In order to be treated as a non-resident of Australia and thus not taxed as an Australian resident you must satisfy a number of tax residency tests. One of those tests in establishing whether you are not a tax resident of Australia is whether you have a permanent place of abode in a foreign country.
What is a permanent place of abode?
Generally, if the Australian Taxation Office (ATO) asks you what your permanent place of abode is it is simply means what is your permanent home. This is hard to answer for example if you live in one place for a temporary time. A test that courts apply when ascertaining your residency status boils down to a question of fact and degree.
For instance, do take note of where you mail your correspondence.
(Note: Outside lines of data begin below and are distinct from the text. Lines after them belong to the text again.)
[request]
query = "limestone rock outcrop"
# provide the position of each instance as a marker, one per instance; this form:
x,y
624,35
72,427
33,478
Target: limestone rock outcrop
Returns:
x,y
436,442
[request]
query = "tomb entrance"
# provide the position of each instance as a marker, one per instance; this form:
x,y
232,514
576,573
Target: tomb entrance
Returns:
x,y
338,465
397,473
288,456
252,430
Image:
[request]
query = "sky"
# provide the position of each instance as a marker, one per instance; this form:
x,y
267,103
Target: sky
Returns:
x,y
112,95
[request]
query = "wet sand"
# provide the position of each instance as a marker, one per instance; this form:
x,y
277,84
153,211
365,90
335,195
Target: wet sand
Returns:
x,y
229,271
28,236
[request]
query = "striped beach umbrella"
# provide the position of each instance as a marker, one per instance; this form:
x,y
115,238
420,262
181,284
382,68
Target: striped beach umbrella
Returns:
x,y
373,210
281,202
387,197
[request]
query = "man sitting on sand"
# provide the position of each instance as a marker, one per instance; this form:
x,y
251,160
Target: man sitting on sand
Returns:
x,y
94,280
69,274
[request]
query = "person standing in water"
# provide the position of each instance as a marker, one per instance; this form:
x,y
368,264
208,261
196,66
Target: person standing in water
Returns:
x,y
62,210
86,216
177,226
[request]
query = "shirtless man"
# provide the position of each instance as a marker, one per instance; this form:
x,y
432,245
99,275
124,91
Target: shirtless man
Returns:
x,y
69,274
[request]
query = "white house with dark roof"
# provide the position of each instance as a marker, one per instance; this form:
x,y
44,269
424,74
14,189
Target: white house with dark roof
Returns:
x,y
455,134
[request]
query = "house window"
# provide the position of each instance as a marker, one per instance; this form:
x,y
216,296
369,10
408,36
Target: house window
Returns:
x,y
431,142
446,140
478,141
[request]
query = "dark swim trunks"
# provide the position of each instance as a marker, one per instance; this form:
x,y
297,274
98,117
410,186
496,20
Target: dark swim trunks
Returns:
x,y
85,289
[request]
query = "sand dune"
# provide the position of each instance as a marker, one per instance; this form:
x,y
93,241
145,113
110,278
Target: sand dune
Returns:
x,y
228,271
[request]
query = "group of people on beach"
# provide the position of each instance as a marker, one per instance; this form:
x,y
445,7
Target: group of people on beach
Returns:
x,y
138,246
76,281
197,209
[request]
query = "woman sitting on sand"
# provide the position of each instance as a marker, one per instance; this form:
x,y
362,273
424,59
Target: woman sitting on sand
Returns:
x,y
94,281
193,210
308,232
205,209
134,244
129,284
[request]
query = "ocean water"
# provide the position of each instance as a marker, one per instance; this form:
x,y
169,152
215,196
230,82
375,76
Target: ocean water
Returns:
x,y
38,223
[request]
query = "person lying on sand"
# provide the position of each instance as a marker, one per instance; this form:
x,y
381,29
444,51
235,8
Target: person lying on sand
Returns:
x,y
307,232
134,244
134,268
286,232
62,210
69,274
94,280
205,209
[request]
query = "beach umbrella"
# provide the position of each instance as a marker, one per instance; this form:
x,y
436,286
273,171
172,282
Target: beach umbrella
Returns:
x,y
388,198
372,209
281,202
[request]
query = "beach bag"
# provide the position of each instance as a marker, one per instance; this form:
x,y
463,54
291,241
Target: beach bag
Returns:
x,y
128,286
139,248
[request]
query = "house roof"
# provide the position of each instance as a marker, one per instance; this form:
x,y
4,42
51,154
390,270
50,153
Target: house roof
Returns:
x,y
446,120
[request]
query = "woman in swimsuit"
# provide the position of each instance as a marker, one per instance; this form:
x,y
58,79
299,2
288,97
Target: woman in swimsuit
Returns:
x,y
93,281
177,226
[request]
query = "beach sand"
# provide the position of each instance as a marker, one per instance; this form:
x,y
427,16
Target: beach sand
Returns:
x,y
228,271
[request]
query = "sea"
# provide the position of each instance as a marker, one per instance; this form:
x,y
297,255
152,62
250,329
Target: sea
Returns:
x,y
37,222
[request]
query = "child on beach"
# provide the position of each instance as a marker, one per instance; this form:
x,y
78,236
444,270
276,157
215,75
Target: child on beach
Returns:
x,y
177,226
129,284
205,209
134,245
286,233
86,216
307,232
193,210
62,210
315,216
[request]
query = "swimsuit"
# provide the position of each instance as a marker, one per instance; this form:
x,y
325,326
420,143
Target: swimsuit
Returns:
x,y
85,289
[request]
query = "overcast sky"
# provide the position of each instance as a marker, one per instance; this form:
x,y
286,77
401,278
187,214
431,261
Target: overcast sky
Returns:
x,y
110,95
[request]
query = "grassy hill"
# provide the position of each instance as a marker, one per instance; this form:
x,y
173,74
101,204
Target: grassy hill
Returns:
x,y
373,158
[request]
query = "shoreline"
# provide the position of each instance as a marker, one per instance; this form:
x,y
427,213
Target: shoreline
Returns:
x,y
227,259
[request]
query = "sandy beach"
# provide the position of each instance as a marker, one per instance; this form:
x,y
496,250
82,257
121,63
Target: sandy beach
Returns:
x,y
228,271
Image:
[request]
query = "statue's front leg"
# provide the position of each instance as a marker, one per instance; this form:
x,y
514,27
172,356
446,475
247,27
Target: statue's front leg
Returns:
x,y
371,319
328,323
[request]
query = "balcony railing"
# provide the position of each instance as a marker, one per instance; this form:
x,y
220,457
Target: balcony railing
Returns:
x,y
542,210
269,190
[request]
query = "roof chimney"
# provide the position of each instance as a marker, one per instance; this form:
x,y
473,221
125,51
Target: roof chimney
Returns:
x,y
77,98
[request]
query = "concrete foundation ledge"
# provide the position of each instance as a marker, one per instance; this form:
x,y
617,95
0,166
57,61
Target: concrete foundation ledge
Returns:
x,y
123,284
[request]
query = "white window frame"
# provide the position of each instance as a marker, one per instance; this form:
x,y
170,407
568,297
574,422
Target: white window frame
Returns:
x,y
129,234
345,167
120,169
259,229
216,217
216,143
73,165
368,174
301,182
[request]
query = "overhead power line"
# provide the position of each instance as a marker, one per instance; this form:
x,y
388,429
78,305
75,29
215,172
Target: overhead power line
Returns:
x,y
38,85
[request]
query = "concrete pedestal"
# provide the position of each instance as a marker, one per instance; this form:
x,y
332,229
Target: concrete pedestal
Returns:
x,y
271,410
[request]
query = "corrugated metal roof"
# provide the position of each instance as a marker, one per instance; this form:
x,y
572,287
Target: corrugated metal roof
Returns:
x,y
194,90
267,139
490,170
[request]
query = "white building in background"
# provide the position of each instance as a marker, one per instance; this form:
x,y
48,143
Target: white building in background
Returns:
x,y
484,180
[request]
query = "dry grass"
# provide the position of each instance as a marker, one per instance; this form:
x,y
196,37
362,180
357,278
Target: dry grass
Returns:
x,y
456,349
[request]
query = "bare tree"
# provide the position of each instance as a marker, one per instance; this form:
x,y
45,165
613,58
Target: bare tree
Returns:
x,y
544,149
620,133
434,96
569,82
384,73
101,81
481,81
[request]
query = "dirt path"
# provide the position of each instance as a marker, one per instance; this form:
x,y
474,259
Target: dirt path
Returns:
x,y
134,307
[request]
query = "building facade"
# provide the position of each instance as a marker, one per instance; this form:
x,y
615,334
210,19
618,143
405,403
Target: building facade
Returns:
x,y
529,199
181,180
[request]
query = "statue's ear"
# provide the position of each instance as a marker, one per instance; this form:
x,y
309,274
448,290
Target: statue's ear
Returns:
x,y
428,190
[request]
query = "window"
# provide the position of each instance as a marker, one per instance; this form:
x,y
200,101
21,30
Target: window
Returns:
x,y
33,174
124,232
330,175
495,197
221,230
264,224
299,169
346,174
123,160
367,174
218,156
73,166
That is, if you mail your Australian mail correspondence to your Australian residential address then this can be a significant factor for the ATO to consider.
What if you are an Australian expatriate, living a nomad lifestyle, and not settling your roots in one place?
Well, you might run into problems with the ATO. If say you do not set up your roots in one place then you are an Australian tax resident.
What if you are living out of a suitcase
If you are only buying minimal things for your own residential comfort then you might have trouble establishing that your accommodation is your permanent place of abode.
Again, in the ATO’s eyes your main residency is still in Australia.
As a rule of thumb, if most of your possessions in your current accommodation can fit into a few suitcases then it is most likely that your your permanent place of abode is Australia.
To put it differently think about your current overseas accommodation as a tree and whether this tree forms part of a wider wood that is Australia. If you say no to do this your permanent place of abode is not in Australia. It follows that you are not a resident of Australia in that relevant income year.
If you say yes, your tree (accommodation) is within the proximity or purview of the wider wood that is Australia, it is indicative that your permanent place of abode is in Australia. It follows that you are a resident of Australia in that relevant income year.
What happens if I am an Australian tax resident?
If you are found to be an Australian tax resident, even though you are living and working overseas, you are required to pay income tax your earnings.
This spells trouble, especially if you are a high income salay.